Coşku ile kutlansın.

Sevgi güvercinleri uçurularak, savrulup gitmesin bu ülkenin insanları.

Tam aksine sarılsın, sarılınsın sımsıkı.

**

Futbolda şampiyonun kim olacağı konuşulurken, bizim takım ise düşüp düşmeme mücadelesi veriyor.

Olur böyle şeyler!

Kimler yaşamıyor  böyle tehlikeli süreci.

Ereğlililerin sözüyle “Olu molu a evlatcum telaşe yok” diyelim de, futbolda Ali Koç ile birlikte sürgün vermeye başlayan seviyenin en önemli isimlerinden birinin Trabzonspor Başkanı Ahmet Ağaoğlu olduğunu söylemek gerek.
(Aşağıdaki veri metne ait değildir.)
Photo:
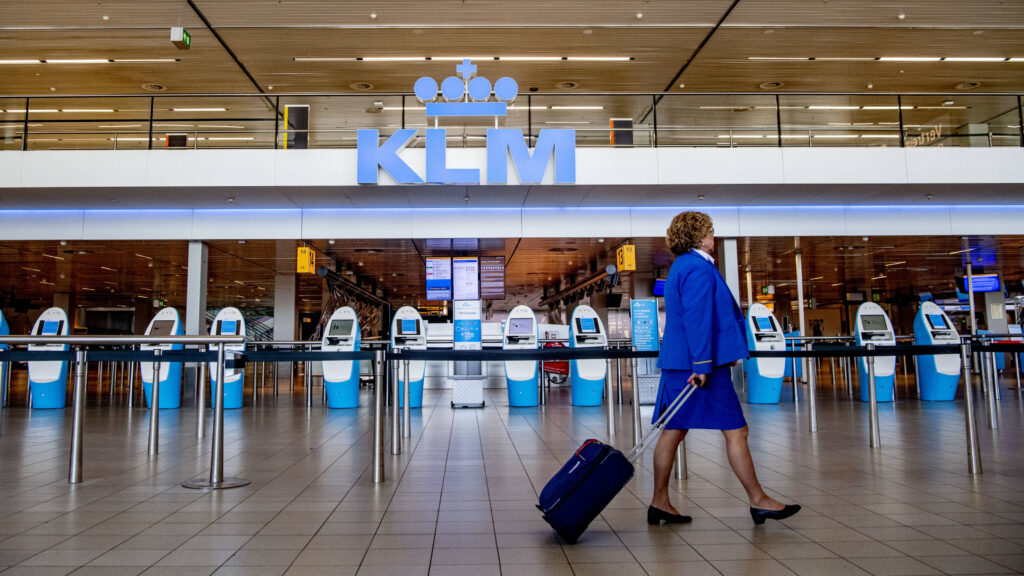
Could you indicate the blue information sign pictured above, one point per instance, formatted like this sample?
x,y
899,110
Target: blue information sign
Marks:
x,y
644,318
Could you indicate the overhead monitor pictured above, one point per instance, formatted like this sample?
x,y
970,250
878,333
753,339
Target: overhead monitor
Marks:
x,y
465,279
162,328
227,328
873,323
438,279
587,326
51,328
492,278
765,324
340,328
520,326
409,327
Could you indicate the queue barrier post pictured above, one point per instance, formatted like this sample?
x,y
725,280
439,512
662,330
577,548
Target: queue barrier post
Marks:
x,y
217,480
155,404
378,449
81,372
812,379
873,400
609,392
973,455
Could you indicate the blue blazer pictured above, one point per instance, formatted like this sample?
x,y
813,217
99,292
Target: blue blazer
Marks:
x,y
704,327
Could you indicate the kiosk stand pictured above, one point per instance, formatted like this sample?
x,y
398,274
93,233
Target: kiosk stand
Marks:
x,y
873,327
938,374
587,331
48,380
228,322
341,377
166,323
409,332
764,375
520,333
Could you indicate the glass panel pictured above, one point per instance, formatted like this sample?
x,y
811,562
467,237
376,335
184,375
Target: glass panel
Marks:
x,y
961,120
213,122
823,120
717,120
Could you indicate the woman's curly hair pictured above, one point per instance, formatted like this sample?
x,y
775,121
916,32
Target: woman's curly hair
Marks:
x,y
686,232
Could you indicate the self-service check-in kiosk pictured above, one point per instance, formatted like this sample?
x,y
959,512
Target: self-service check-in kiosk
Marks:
x,y
228,322
410,332
166,323
873,327
341,377
587,331
764,375
939,374
4,366
520,333
48,380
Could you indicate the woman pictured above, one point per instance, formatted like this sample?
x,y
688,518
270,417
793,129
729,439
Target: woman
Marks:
x,y
704,336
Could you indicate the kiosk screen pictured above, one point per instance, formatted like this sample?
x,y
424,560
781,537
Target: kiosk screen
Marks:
x,y
341,328
227,327
50,328
587,326
162,328
873,323
520,326
409,327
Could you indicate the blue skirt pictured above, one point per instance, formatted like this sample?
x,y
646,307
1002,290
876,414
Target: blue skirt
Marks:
x,y
715,406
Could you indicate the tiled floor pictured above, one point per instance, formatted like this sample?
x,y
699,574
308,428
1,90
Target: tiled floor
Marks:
x,y
460,499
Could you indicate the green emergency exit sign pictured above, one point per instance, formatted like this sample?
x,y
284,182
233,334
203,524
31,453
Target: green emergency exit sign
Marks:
x,y
180,38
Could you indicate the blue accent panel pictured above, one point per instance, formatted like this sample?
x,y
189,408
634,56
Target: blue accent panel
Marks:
x,y
467,109
370,157
415,394
585,393
504,141
437,170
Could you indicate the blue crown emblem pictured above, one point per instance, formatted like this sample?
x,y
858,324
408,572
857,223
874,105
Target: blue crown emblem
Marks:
x,y
466,95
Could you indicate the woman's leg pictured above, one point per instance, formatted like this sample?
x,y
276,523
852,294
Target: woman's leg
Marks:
x,y
665,455
742,466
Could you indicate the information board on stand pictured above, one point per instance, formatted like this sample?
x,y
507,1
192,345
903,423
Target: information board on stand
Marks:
x,y
643,318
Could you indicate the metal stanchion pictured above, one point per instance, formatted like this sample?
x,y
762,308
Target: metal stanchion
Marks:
x,y
378,450
201,401
973,455
217,480
407,424
812,380
682,472
81,372
155,404
993,415
872,415
395,410
637,424
610,392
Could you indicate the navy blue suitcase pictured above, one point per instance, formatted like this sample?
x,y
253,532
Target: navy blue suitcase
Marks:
x,y
590,480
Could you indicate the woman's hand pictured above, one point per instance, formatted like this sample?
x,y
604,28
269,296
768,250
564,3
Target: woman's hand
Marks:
x,y
696,379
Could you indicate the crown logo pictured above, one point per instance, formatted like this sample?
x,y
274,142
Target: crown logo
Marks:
x,y
467,95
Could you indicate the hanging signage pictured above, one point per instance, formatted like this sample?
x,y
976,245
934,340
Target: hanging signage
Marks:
x,y
467,96
626,257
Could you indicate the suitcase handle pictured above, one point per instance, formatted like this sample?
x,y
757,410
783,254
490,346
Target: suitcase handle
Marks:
x,y
634,454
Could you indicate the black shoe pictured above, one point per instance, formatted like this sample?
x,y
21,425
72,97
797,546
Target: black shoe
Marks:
x,y
656,516
760,516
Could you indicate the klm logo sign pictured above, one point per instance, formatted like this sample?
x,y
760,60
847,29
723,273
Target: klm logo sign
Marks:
x,y
469,95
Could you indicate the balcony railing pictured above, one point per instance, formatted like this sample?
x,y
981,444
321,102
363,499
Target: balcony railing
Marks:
x,y
698,120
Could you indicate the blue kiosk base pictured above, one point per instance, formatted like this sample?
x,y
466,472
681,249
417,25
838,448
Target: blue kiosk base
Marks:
x,y
343,395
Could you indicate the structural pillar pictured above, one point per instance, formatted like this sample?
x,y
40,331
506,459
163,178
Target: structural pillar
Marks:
x,y
195,321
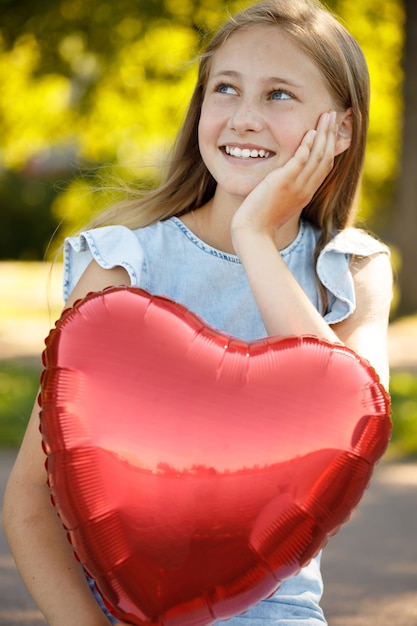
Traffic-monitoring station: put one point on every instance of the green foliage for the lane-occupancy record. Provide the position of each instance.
(93, 82)
(18, 387)
(19, 383)
(379, 29)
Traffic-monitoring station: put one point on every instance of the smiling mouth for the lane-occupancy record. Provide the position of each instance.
(246, 153)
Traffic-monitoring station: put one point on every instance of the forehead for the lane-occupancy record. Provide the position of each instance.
(265, 51)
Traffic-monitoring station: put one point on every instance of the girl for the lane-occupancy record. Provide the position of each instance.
(251, 231)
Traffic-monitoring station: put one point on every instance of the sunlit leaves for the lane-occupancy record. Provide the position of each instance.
(111, 81)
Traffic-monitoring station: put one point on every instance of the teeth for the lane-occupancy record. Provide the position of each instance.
(246, 153)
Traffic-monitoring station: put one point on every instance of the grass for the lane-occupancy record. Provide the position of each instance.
(29, 286)
(19, 383)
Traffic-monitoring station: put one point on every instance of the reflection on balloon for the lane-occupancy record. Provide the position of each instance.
(194, 471)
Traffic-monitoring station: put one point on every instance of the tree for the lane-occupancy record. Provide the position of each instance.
(93, 88)
(404, 215)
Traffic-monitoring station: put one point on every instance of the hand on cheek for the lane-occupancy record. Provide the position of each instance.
(284, 192)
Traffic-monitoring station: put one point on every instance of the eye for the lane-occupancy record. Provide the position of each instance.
(227, 89)
(280, 94)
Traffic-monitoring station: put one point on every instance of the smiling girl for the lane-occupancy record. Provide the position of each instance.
(251, 230)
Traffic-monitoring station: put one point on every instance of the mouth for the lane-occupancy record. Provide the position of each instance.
(246, 153)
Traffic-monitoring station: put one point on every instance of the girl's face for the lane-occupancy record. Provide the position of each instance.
(262, 96)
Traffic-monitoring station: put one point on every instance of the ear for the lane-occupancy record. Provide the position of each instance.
(344, 131)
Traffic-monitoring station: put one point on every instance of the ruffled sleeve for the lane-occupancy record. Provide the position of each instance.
(333, 269)
(110, 246)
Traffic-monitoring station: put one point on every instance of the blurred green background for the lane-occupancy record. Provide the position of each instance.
(92, 93)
Ağaoğlu’nun seviyesini  Ekrem İmamoğlu zirveye taşıdı.

Dikkat!

Futboldaki kalite seviye yükselişi  bulaştığı siyasette de böyle devam ederse, seviyeden yoksun ve gerilimli günlere veda etmeye hazırlık yapmaya başlayalım mı?

Ne şahane olur!

Yani; yeniden “Hayat Bayram Olsa” şarkıları çalınsın şu ülkede.

Yine yeni yeniden!

**

Işıklar içinde uyu:

“Benim böyle şeylere pek aklım ermez gardaş! Ama bu gapitalizmin çok şerefsiz bi şey olduğu besbelli.”